Derivative of the Dirac delta function

Question

So, I was reading about the Dirac delta function and how its differentiation works. So, pretty much all texts and online sources I saw, define it using the integral:

$$ \int_{-\infty}^{+\infty}x\dfrac{d\delta(x)}{dx} dx= \left. x\delta(x)\right|_{-\infty}^{\infty}-\int_{-\infty}^{+\infty}\delta(x)dx$$

and here all of them say the first term is zero, as $δ(x)$ is zero at infinities. But, won't $x$ be equal to infinity at that point? Won't this mean that the first term is not zero? My point stands, even if there was a function $f(x)$ instead of $x$ in the L.H.S. of the above equation.

I originally had this doubt while solving problem 1.46 in Introduction to electrodynamics by D. J. Griffiths. Any help on this matter would be much appreciated.

Answer 1

So the Dirac delta is a distribution, that is a linear form acting on smooth compactly supported functions (the test functions). That is, a distribution $f$ is defined by the values $\langle f,\varphi \rangle$ for any test function $\varphi$. In the case when $f$ is a function, then the above bracket is just an integral, but it can be other things for more general distributions. Hence distributions generalize functions. To make this generalization coherent, as a generalization of the integration by parts formula, one defines for every distribution $f$ its derivative by the formula $$ \langle f',\varphi \rangle = -\langle f,\varphi'\rangle $$

Now that you have the definitions, let's go to your question. The Dirac delta is defined as a distribution by $$ \langle \delta_0,\varphi\rangle = \varphi(0). $$ The compact support is actually not needed for $\varphi$ because the value here just depends on the value of $\varphi$ at $0$. In particular taking $\varphi =1$ we get that $\langle \delta_0,1\rangle =1$ Hence by definition, the derivative of the Dirac delta verifies $$ \langle \delta'_0,\varphi\rangle = -\langle \delta_0,\varphi'\rangle = -\varphi'(0). $$ In particular, one can take $\varphi(x) = x$, giving $$ \langle \delta'_0,x\rangle = -1 = - \langle \delta_0,1\rangle. $$ This is the rigorous form of your formula, which could more informally be written $$ \int_{\Bbb R} x\,\delta'_0(x)\,\mathrm d x = -\int_{\Bbb R} \delta_0(x)\,\mathrm d x. $$

Answer 2

What LL says is exactly right, so this is just to add a one or two points which might help make the formal definitions fit better with the informal notions you were using in posing your question.

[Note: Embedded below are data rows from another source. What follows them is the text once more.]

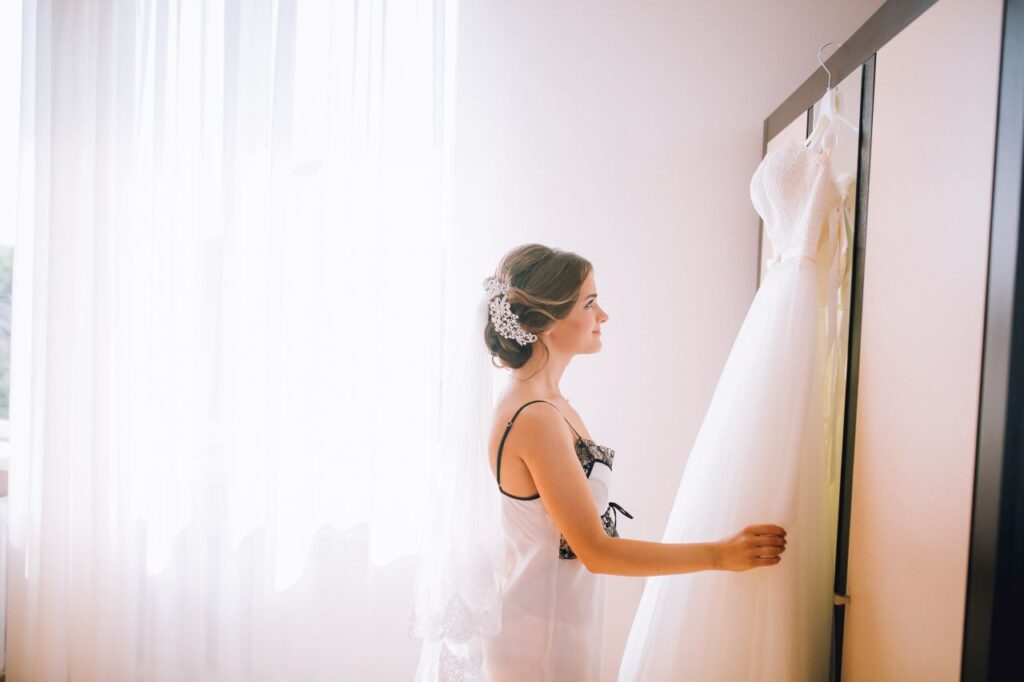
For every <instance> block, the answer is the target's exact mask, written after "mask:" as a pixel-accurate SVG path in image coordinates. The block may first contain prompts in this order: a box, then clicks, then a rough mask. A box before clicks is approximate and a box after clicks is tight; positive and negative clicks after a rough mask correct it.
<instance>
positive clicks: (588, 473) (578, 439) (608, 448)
mask: <svg viewBox="0 0 1024 682" xmlns="http://www.w3.org/2000/svg"><path fill="white" fill-rule="evenodd" d="M577 457H579V458H580V464H581V465H583V470H584V472H585V473H586V474H587V477H588V478H590V472H591V471H593V470H594V463H595V462H600V463H601V464H604V465H605V466H607V467H608V468H609V469H610V468H611V463H612V462H613V461H614V459H615V451H613V450H611V449H610V447H605V446H604V445H598V444H597V443H596V442H594V441H593V440H591V439H590V438H583V437H580V436H578V437H577ZM618 512H623V514H625V515H626V516H627V517H628V518H633V515H632V514H630V513H629V512H628V511H626V510H625V509H623V508H622V507H621V506H620V505H618V504H616V503H614V502H609V503H608V508H607V509H606V510H605V512H604V513H603V514H602V515H601V525H603V526H604V532H605V534H607V535H608V536H609V537H611V538H617V537H618V530H617V529H616V527H615V526H616V523H617V521H618ZM558 558H560V559H574V558H577V555H575V552H573V551H572V548H571V547H569V544H568V543H567V542H565V536H562V535H559V537H558Z"/></svg>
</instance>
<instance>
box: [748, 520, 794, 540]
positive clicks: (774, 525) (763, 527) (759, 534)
mask: <svg viewBox="0 0 1024 682" xmlns="http://www.w3.org/2000/svg"><path fill="white" fill-rule="evenodd" d="M746 530H749V531H751V532H753V534H754V535H756V536H781V537H783V538H784V537H785V528H783V527H782V526H780V525H775V524H774V523H757V524H755V525H749V526H746Z"/></svg>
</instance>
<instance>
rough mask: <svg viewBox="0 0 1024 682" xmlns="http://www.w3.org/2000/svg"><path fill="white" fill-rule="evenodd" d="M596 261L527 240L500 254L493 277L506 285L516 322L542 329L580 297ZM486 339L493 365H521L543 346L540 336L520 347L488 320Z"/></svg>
mask: <svg viewBox="0 0 1024 682" xmlns="http://www.w3.org/2000/svg"><path fill="white" fill-rule="evenodd" d="M593 268H594V266H593V265H592V264H591V262H590V261H589V260H587V259H586V258H584V257H582V256H579V255H577V254H574V253H571V252H569V251H562V250H561V249H553V248H550V247H546V246H544V245H543V244H523V245H522V246H519V247H516V248H515V249H512V250H511V251H509V252H508V253H507V254H505V255H504V256H503V257H502V260H501V262H500V263H498V267H497V269H495V276H496V278H497V279H498V280H500V281H501V282H504V283H506V284H507V285H508V294H507V296H508V301H509V307H510V308H511V309H512V312H513V313H514V314H517V315H519V318H518V319H517V321H516V322H518V323H519V326H520V327H522V328H523V330H525V331H526V332H531V333H534V334H539V333H540V332H544V331H547V330H549V329H551V327H552V326H553V325H554V324H555V323H556V322H558V321H559V319H562V318H564V317H566V316H568V314H569V312H571V310H572V306H573V305H575V303H577V301H578V300H579V299H580V290H581V289H582V288H583V283H584V280H586V279H587V275H588V274H590V272H591V270H592V269H593ZM483 342H484V343H485V344H486V345H487V349H488V350H490V355H492V364H494V358H495V357H497V358H498V359H499V360H500V361H501V365H496V367H501V368H510V369H518V368H520V367H522V366H523V365H525V364H526V360H528V359H529V358H530V357H531V356H532V354H534V349H535V347H536V346H538V345H539V344H540V345H543V343H542V342H541V339H540V338H539V339H538V340H537V341H535V342H534V343H527V344H526V345H524V346H520V345H519V342H518V341H516V340H515V339H506V338H505V337H504V336H502V335H501V334H499V333H498V332H497V330H495V326H494V323H492V322H490V319H489V317H488V319H487V326H486V327H485V328H484V330H483Z"/></svg>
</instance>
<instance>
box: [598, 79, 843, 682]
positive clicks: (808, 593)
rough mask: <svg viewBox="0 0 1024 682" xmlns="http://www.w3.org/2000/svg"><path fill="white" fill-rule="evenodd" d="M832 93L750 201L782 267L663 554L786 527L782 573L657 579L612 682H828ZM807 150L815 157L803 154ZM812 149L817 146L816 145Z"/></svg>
mask: <svg viewBox="0 0 1024 682" xmlns="http://www.w3.org/2000/svg"><path fill="white" fill-rule="evenodd" d="M837 106H838V99H837V93H836V89H835V88H831V89H829V90H828V91H827V92H826V94H825V96H824V97H823V99H822V101H821V109H820V111H821V114H822V116H819V118H818V122H817V125H816V129H815V131H814V133H812V135H811V136H810V137H809V138H808V140H805V142H804V143H801V142H800V140H798V139H791V140H788V141H787V142H785V143H783V144H782V145H781V146H779V147H776V148H774V150H772V151H771V152H769V153H768V154H767V155H766V156H765V157H764V159H763V160H762V161H761V164H760V165H759V166H758V168H757V170H756V171H755V173H754V176H753V178H752V180H751V187H750V188H751V199H752V201H753V203H754V206H755V208H756V209H757V211H758V213H759V214H760V215H761V217H762V218H763V220H764V226H765V230H766V235H767V237H768V240H769V241H770V243H771V245H772V249H773V252H774V253H775V254H776V255H775V256H774V257H773V258H772V259H770V261H769V262H768V271H767V274H766V275H765V278H764V280H763V282H762V284H761V287H760V289H759V290H758V292H757V294H756V296H755V298H754V301H753V303H752V305H751V307H750V310H749V312H748V314H746V317H745V319H744V321H743V324H742V326H741V328H740V330H739V334H738V336H737V338H736V340H735V342H734V345H733V347H732V349H731V351H730V353H729V356H728V359H727V360H726V365H725V368H724V370H723V372H722V375H721V378H720V380H719V383H718V386H717V387H716V389H715V393H714V395H713V397H712V400H711V403H710V407H709V409H708V413H707V416H706V417H705V421H703V424H702V425H701V427H700V430H699V432H698V434H697V437H696V440H695V441H694V444H693V449H692V451H691V453H690V457H689V460H688V462H687V464H686V469H685V472H684V475H683V478H682V482H681V483H680V487H679V491H678V493H677V497H676V501H675V504H674V506H673V509H672V512H671V514H670V518H669V522H668V525H667V528H666V532H665V538H664V541H665V542H671V543H690V542H694V543H695V542H708V541H712V540H718V539H721V538H725V537H727V536H731V535H732V534H734V532H735V531H736V530H737V529H738V528H741V527H743V526H745V525H749V524H753V523H776V524H778V525H781V526H782V527H783V528H785V529H786V540H787V546H786V551H785V554H783V555H782V561H781V562H780V563H778V564H777V565H773V566H767V567H758V568H753V569H751V570H746V571H741V572H732V571H718V570H709V571H700V572H695V573H683V574H675V576H665V577H657V578H650V579H648V580H647V583H646V585H645V588H644V592H643V596H642V597H641V600H640V606H639V608H638V610H637V613H636V617H635V620H634V623H633V629H632V631H631V632H630V637H629V641H628V643H627V646H626V651H625V654H624V657H623V663H622V667H621V669H620V673H618V680H620V682H633V681H635V680H645V681H662V680H700V681H705V680H708V681H716V682H718V681H726V682H732V681H753V680H762V681H765V682H780V681H785V682H798V681H807V682H820V681H821V680H825V679H827V666H828V657H829V639H830V633H831V610H833V578H834V557H835V555H836V551H835V528H836V510H837V505H836V502H837V495H836V494H837V478H838V463H837V461H836V459H837V455H838V453H839V447H838V444H839V443H838V438H837V436H836V432H837V426H838V421H837V418H840V419H841V417H842V409H841V404H842V403H841V396H842V385H843V383H845V382H842V381H841V380H842V373H843V366H845V354H844V351H843V348H842V346H843V345H844V344H845V338H846V335H845V332H844V330H845V314H843V307H844V305H843V302H844V301H845V293H846V292H845V284H844V283H845V282H846V281H847V276H846V275H847V271H848V268H847V254H848V249H847V248H846V247H847V244H848V243H849V240H850V237H851V236H850V232H849V230H850V229H851V228H852V220H851V215H852V197H853V195H854V193H853V188H852V187H853V182H852V180H853V178H852V177H851V176H850V175H848V174H847V175H845V176H844V177H842V178H836V177H835V176H834V171H833V167H831V158H830V153H831V151H833V148H834V147H835V144H836V141H837V136H838V132H839V125H838V124H839V122H840V121H842V122H844V123H847V125H850V124H849V123H848V122H847V121H846V120H845V119H843V117H842V116H841V115H840V113H839V112H838V110H837ZM808 141H809V142H811V144H810V146H808V144H807V142H808ZM817 142H820V144H817Z"/></svg>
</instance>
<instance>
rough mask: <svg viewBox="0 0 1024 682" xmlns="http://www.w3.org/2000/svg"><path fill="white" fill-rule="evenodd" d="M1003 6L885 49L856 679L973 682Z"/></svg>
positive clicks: (913, 27)
mask: <svg viewBox="0 0 1024 682" xmlns="http://www.w3.org/2000/svg"><path fill="white" fill-rule="evenodd" d="M1001 7H1002V2H1001V1H1000V0H939V2H938V3H936V4H935V5H934V6H933V7H932V8H930V9H929V10H928V11H927V12H926V13H924V14H923V15H922V16H920V17H919V18H918V19H916V20H915V22H914V23H913V24H911V25H910V26H909V27H907V28H906V29H905V30H904V31H903V32H901V33H900V34H899V35H898V36H896V38H894V39H893V40H892V41H891V42H890V43H889V44H888V45H886V46H885V47H884V48H883V49H882V50H880V51H879V54H878V65H877V67H878V71H877V75H876V90H874V121H873V139H872V142H871V167H870V184H869V200H868V202H869V203H868V211H867V240H866V248H867V251H866V256H865V261H864V263H865V266H864V295H863V328H862V336H861V361H860V384H859V396H858V402H857V429H856V452H855V456H854V475H853V499H852V521H851V530H850V563H849V569H850V572H849V594H850V597H851V603H850V605H849V606H848V608H847V616H846V634H845V643H844V658H843V679H844V680H849V681H850V682H859V681H864V682H874V681H876V680H928V681H929V682H931V681H938V680H957V679H959V665H961V649H962V637H963V621H964V601H965V591H966V580H967V557H968V545H969V528H970V518H971V500H972V489H973V488H972V486H973V481H974V457H975V437H976V427H977V410H978V392H979V381H980V374H979V373H980V367H981V365H980V361H981V344H982V326H983V312H984V295H985V276H986V266H987V264H986V259H987V248H988V229H989V209H990V200H991V189H992V187H991V182H992V155H993V144H994V135H995V132H994V131H995V127H994V126H995V104H996V94H997V92H996V85H997V70H998V47H999V34H1000V24H1001Z"/></svg>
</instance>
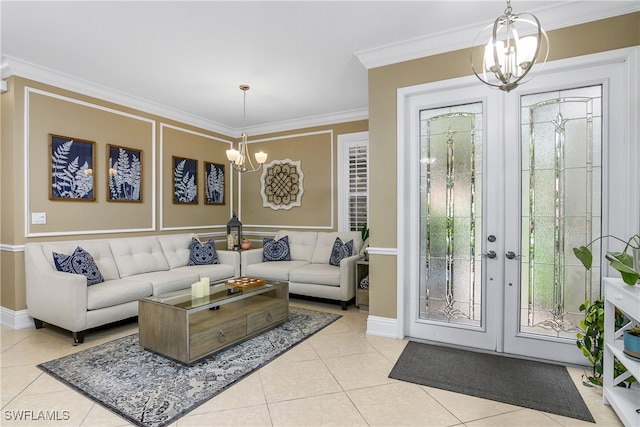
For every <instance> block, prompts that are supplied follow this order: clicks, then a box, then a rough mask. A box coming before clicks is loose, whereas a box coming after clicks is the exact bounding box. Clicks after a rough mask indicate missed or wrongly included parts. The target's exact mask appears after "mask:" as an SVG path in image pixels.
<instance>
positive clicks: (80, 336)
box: [71, 331, 84, 345]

As LL says, a distribution is a real-valued linear map with domain $\mathcal T$, the space of smooth functions supported on an interval $[-R,R]$ for some $R>0$. If $f$ is any locally integrable function (i.e. integrable on any finite interval) and $\phi\in \mathcal T$, then $f.\phi$ is is integrable and supported in $[-R,R]$ where we assume $\phi$ is supported in $[-R,R]$. Hence we may associate to $f$ a distribution $\delta_f$ where

$$ \begin{split} \delta_f(\phi) &= \int_{-\infty}^{\infty} f(t)\phi(t) dt,\\ &= \int_{-R}^R f(t)\phi(t)dt <\infty. \end{split} $$

Now suppose that

$$ s_n = \left\{ \begin{array}{cc}n(1+nt) & \text{ if } -1/n \leq t \leq 0 \\ n(1-nt), & \text{ if } 0<t \leq 1/n \end{array} \right. $$

so that $s_n$ is nonzero only on $(-1/n,1/n)$ and in that interval is a triangular spike with height $n$ and base $2/n$, so that $\int_{-\infty}^{\infty} s_n(t)dt = 1$. Each $\phi_n$ thus defines a distribution $\delta_n$ by taking $f = s_n$ in the above. Now if $\phi \in \mathcal T$, $$ \lim_{n\to \infty} \delta_n(\phi) = \lim_{n \to \infty} \int_{-\infty} ^\infty s_n(t).\phi(t)dt = \phi(0), $$ since $\phi$ is continuous at $t=0$. Thus in some suitable sense $s_n\to \delta_0$, the Dirac delta function, as $n \to \infty$.

But now notice that for any $n$, $s_n(t)\phi(t)$ vanishes for $t \notin (-1,1)$, and in fact

$$ \begin{split} \int_{-\infty}^{\infty} s_n'(t).\phi(t)dt &= [s_n(t).\phi(t)]_{-\infty}^{\infty} - \int_{-\infty}^{\infty} s_n(t).\phi'(t)dt \\ &\to 0 - \phi'(0) = -\phi'(0) \end{split} $$

so that $s_n'$ tends to $-\delta_0\circ \frac{d}{dx}$, which is exactly what your informal ``integration by parts'' heuristic led you to.